I Take Good Care of My Teeth. Why are They Yellow?
It's commonly understood that tooth discoloration can occur as a result of foods and beverages. With that understanding, it makes sense that you might believe you can brush and floss away a yellow appearance. The truth is, there are several reasons this doesn't work.
First, your teeth aren't as naturally white as you might believe they should be. We've come to expect a degree of brightness that simply isn't natural for most people. Your enamel is an off-white color, and the underlying dentin, the material that makes up the majority of your tooth structure, is somewhat of a darker shade. Your oral care cannot alter these conditions even if you completely avoided all things that could stain your enamel.
Another reason your teeth may yellow over time is that it's nearly impossible to avoid items that can lead to staining and yellowing. It isn't just coffee and tea and red wine that we worry about; it's also soda consumption, berries, and many other richly-colored foods. Stains may also occur as a result of some types of medications. If you smoke, your chances of tooth discoloration are extraordinarily high, regardless of your brushing habits.

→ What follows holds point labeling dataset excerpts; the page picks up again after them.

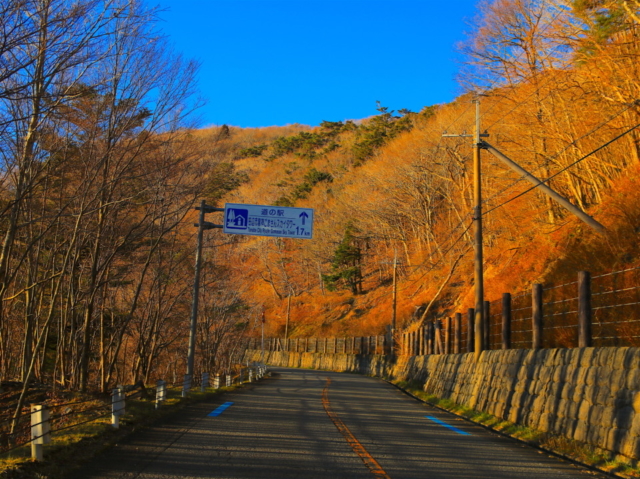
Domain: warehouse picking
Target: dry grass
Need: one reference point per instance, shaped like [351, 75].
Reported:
[91, 438]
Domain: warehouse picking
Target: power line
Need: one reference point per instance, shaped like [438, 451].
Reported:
[573, 143]
[604, 145]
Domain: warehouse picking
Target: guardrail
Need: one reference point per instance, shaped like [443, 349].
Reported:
[345, 345]
[41, 423]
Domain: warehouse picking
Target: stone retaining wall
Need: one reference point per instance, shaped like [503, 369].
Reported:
[588, 394]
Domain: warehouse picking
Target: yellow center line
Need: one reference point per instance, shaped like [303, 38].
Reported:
[358, 448]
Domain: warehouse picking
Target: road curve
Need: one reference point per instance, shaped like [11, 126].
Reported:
[317, 424]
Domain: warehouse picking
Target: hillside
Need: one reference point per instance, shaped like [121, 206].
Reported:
[394, 186]
[101, 178]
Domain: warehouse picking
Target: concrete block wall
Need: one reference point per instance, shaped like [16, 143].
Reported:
[588, 394]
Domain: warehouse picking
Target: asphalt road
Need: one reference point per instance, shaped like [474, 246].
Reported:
[316, 424]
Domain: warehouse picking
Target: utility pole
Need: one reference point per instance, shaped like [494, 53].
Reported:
[202, 225]
[262, 320]
[479, 322]
[394, 303]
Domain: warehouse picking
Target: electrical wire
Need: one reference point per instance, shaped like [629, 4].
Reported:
[604, 145]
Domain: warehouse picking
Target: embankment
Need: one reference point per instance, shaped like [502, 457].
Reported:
[591, 395]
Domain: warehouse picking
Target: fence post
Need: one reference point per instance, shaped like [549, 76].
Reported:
[457, 335]
[447, 335]
[470, 330]
[161, 392]
[536, 316]
[117, 406]
[186, 385]
[584, 309]
[40, 430]
[487, 326]
[506, 321]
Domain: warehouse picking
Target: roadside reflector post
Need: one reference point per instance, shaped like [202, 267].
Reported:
[186, 385]
[161, 392]
[40, 430]
[117, 406]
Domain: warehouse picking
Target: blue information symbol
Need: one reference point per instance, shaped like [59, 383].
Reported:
[237, 219]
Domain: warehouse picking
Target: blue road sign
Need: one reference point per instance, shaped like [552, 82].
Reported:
[261, 220]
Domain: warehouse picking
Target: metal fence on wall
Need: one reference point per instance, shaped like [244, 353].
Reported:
[603, 310]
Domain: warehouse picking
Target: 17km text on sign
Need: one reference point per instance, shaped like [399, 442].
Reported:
[261, 220]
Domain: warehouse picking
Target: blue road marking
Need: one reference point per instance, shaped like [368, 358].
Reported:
[219, 410]
[453, 428]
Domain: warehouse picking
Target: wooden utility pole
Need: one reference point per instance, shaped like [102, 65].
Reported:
[477, 224]
[394, 303]
[202, 225]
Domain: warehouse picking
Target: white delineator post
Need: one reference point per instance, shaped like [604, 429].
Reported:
[117, 406]
[161, 392]
[186, 385]
[40, 430]
[205, 382]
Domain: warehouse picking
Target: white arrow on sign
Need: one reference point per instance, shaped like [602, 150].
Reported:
[263, 220]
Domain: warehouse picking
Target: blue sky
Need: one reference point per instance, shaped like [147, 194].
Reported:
[276, 62]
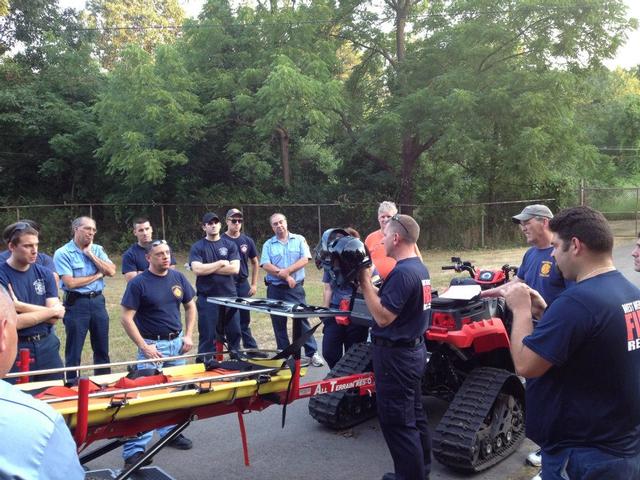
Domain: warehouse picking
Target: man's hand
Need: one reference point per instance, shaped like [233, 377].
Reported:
[283, 274]
[150, 351]
[187, 344]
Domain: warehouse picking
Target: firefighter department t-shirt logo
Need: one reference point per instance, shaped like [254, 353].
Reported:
[426, 294]
[632, 321]
[545, 268]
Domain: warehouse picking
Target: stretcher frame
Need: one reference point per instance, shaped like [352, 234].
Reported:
[244, 396]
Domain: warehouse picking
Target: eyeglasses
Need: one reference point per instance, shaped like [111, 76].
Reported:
[396, 218]
[15, 229]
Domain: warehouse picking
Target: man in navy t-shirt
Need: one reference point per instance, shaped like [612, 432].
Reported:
[134, 260]
[35, 295]
[244, 287]
[400, 311]
[582, 359]
[215, 260]
[538, 268]
[151, 318]
[42, 258]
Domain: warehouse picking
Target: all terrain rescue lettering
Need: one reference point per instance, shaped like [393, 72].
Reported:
[632, 321]
[338, 387]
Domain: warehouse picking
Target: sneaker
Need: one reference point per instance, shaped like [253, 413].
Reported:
[535, 458]
[135, 458]
[317, 360]
[181, 443]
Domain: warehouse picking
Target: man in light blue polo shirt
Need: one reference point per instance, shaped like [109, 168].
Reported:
[283, 258]
[82, 266]
[37, 442]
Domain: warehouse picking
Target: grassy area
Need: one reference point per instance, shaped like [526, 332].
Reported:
[122, 348]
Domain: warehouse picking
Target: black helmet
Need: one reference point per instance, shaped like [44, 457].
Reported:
[348, 256]
[321, 255]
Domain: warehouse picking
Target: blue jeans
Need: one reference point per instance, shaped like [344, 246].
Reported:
[337, 339]
[245, 317]
[86, 315]
[45, 354]
[208, 315]
[295, 295]
[588, 463]
[167, 348]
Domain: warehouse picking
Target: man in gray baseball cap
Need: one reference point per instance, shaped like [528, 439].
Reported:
[533, 211]
[538, 268]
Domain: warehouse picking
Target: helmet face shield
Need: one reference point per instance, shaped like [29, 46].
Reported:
[322, 256]
[348, 256]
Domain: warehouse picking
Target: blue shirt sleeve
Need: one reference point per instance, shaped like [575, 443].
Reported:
[128, 262]
[51, 288]
[62, 262]
[195, 255]
[131, 297]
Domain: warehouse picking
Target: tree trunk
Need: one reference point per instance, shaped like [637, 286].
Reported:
[284, 155]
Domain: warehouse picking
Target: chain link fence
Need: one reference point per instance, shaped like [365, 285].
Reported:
[621, 206]
[455, 226]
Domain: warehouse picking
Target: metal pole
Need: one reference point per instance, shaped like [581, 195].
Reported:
[483, 215]
[319, 223]
[164, 234]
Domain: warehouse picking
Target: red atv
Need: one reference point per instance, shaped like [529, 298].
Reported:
[469, 365]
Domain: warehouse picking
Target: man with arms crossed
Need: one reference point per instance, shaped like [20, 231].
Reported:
[248, 253]
[82, 266]
[151, 318]
[283, 258]
[582, 359]
[37, 442]
[400, 310]
[215, 260]
[134, 260]
[35, 296]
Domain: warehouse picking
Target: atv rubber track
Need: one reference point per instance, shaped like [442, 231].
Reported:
[455, 441]
[340, 410]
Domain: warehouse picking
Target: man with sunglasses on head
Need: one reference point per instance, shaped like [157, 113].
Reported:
[382, 262]
[214, 260]
[82, 266]
[248, 253]
[42, 258]
[283, 258]
[134, 260]
[35, 294]
[400, 309]
[151, 318]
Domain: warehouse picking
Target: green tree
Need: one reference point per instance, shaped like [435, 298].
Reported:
[140, 22]
[148, 117]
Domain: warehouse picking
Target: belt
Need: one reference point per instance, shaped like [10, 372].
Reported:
[283, 285]
[383, 342]
[86, 295]
[33, 338]
[161, 336]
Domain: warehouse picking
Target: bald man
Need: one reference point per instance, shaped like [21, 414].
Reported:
[40, 443]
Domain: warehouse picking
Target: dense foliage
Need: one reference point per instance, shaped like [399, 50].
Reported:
[428, 103]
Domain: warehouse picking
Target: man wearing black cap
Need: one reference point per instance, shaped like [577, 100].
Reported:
[214, 260]
[244, 287]
[400, 311]
[538, 268]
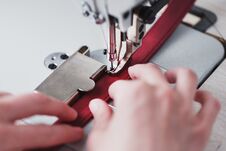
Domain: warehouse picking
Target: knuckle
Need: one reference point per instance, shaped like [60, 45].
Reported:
[202, 130]
[151, 66]
[217, 105]
[168, 95]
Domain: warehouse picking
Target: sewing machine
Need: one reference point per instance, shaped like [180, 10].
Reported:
[52, 34]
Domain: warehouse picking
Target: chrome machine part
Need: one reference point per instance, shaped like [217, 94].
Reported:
[74, 75]
[54, 60]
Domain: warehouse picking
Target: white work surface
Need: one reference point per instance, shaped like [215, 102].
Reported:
[217, 82]
[31, 30]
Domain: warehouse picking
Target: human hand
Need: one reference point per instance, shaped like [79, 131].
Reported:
[151, 115]
[20, 137]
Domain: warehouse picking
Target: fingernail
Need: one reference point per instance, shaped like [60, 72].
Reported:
[94, 106]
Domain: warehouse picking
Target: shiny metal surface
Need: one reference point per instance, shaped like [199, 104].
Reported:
[75, 75]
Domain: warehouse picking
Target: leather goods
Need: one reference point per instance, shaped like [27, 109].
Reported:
[151, 43]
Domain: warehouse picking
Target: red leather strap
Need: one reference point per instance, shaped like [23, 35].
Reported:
[153, 40]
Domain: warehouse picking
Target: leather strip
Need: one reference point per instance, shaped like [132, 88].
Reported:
[151, 43]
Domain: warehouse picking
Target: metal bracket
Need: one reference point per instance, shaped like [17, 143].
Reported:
[74, 75]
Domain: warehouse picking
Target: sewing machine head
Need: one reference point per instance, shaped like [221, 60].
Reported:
[124, 23]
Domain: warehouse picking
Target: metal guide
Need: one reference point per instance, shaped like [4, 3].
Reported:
[74, 75]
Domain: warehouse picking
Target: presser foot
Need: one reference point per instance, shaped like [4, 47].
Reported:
[77, 74]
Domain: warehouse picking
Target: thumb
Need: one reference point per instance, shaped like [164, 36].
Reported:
[102, 113]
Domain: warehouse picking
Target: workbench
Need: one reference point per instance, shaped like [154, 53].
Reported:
[216, 83]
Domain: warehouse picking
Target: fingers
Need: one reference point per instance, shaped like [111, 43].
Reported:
[45, 136]
[3, 94]
[18, 107]
[149, 73]
[102, 113]
[210, 107]
[186, 82]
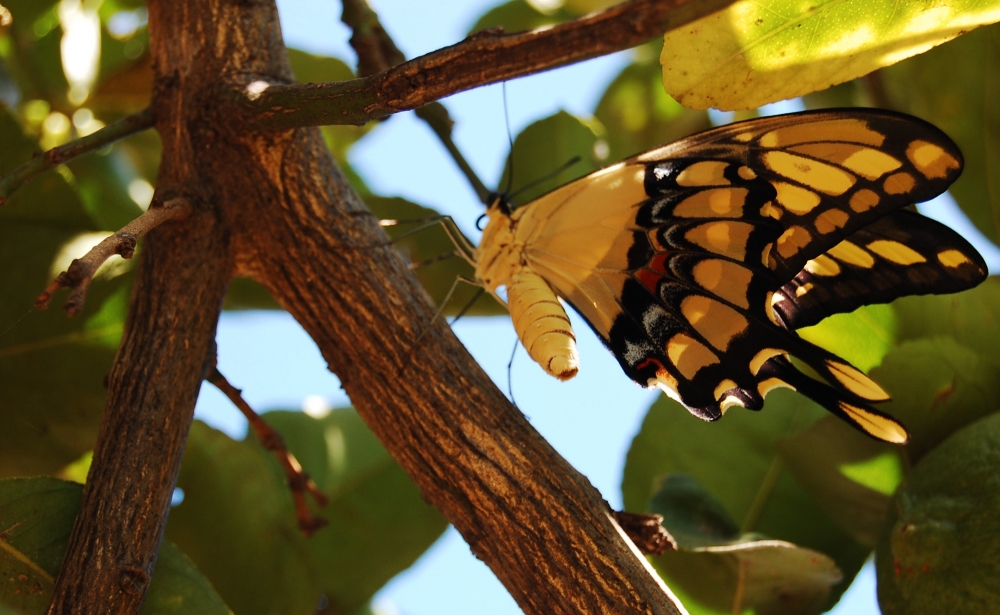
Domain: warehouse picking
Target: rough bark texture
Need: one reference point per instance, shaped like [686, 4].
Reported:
[276, 208]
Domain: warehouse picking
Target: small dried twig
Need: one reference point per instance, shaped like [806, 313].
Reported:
[377, 53]
[647, 532]
[58, 155]
[81, 271]
[298, 480]
[481, 59]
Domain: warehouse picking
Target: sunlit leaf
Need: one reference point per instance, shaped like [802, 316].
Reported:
[941, 555]
[757, 52]
[937, 386]
[862, 337]
[36, 517]
[636, 113]
[549, 153]
[957, 88]
[747, 571]
[237, 521]
[737, 459]
[850, 475]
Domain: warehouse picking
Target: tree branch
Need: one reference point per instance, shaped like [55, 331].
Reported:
[481, 59]
[58, 155]
[81, 271]
[376, 53]
[298, 480]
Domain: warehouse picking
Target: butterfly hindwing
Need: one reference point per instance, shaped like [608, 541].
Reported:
[900, 254]
[688, 260]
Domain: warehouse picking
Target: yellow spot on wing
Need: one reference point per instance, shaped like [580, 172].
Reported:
[823, 265]
[878, 426]
[899, 183]
[830, 220]
[863, 200]
[952, 258]
[867, 162]
[689, 355]
[852, 130]
[856, 381]
[896, 252]
[931, 160]
[792, 240]
[725, 279]
[724, 386]
[716, 322]
[715, 203]
[704, 173]
[762, 357]
[796, 199]
[723, 238]
[817, 175]
[849, 253]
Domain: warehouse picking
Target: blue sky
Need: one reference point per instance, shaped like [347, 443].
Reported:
[590, 420]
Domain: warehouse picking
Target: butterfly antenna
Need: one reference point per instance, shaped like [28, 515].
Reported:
[510, 379]
[510, 140]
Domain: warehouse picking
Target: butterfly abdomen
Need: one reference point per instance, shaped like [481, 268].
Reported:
[542, 325]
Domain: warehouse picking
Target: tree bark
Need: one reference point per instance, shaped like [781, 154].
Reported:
[276, 208]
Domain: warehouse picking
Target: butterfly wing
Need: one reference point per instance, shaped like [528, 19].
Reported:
[676, 257]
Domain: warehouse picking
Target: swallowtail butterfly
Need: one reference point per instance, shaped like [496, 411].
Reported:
[696, 262]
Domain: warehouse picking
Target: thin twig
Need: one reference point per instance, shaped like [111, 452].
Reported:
[483, 58]
[81, 271]
[298, 480]
[377, 53]
[58, 155]
[646, 531]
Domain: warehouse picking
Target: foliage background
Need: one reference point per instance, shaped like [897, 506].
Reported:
[591, 420]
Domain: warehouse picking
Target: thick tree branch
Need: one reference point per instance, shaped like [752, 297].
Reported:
[58, 155]
[479, 60]
[152, 387]
[298, 481]
[81, 271]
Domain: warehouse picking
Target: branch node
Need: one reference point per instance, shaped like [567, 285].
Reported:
[81, 271]
[646, 531]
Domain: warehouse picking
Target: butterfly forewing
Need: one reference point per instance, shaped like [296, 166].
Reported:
[688, 261]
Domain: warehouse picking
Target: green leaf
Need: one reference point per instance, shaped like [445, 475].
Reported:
[52, 367]
[237, 521]
[941, 555]
[971, 317]
[957, 88]
[519, 16]
[748, 571]
[937, 386]
[427, 244]
[545, 147]
[863, 337]
[36, 517]
[850, 475]
[739, 461]
[758, 52]
[636, 113]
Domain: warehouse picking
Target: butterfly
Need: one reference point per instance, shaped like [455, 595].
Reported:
[695, 262]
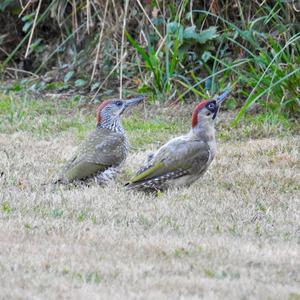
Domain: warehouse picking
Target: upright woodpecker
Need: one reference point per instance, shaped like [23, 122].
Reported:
[182, 160]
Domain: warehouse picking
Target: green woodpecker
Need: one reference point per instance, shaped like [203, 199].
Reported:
[182, 160]
[99, 157]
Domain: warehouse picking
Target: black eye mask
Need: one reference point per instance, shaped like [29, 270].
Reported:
[213, 108]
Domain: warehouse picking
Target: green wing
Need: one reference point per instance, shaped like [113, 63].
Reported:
[101, 150]
[178, 156]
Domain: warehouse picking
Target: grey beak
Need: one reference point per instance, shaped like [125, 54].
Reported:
[134, 101]
[222, 97]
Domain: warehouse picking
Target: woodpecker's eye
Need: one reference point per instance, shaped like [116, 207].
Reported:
[211, 106]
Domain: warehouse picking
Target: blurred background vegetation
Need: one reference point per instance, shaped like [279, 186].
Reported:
[173, 51]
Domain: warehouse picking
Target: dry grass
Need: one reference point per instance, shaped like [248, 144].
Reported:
[233, 235]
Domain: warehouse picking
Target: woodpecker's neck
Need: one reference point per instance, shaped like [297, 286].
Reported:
[110, 122]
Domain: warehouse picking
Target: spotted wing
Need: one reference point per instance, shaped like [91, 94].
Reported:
[175, 159]
[101, 150]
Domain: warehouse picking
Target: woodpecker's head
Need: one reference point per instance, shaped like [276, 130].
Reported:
[109, 111]
[206, 111]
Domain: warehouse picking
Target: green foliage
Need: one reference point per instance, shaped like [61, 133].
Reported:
[178, 54]
[182, 46]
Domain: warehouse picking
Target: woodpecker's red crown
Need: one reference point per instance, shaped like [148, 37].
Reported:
[196, 112]
[99, 109]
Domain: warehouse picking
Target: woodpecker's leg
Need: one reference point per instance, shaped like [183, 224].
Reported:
[107, 176]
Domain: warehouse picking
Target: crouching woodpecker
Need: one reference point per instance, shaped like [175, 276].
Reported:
[99, 157]
[182, 160]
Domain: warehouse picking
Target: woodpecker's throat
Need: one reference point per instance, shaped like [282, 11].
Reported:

Finally, brushing and flossing aren't designed to whiten teeth. This is true even if you use whitening toothpaste. All whitening toothpaste does is gently polish the surface of the enamel that covers your teeth. This might help to slow down the deepening of yellow color and staining but it won't prevent it from happening.
Brushing and flossing are necessary tasks that you should perform every day. If you're concerned about discoloration, Dr. Greenhalg can help you explore the best professional whitening options for your needs.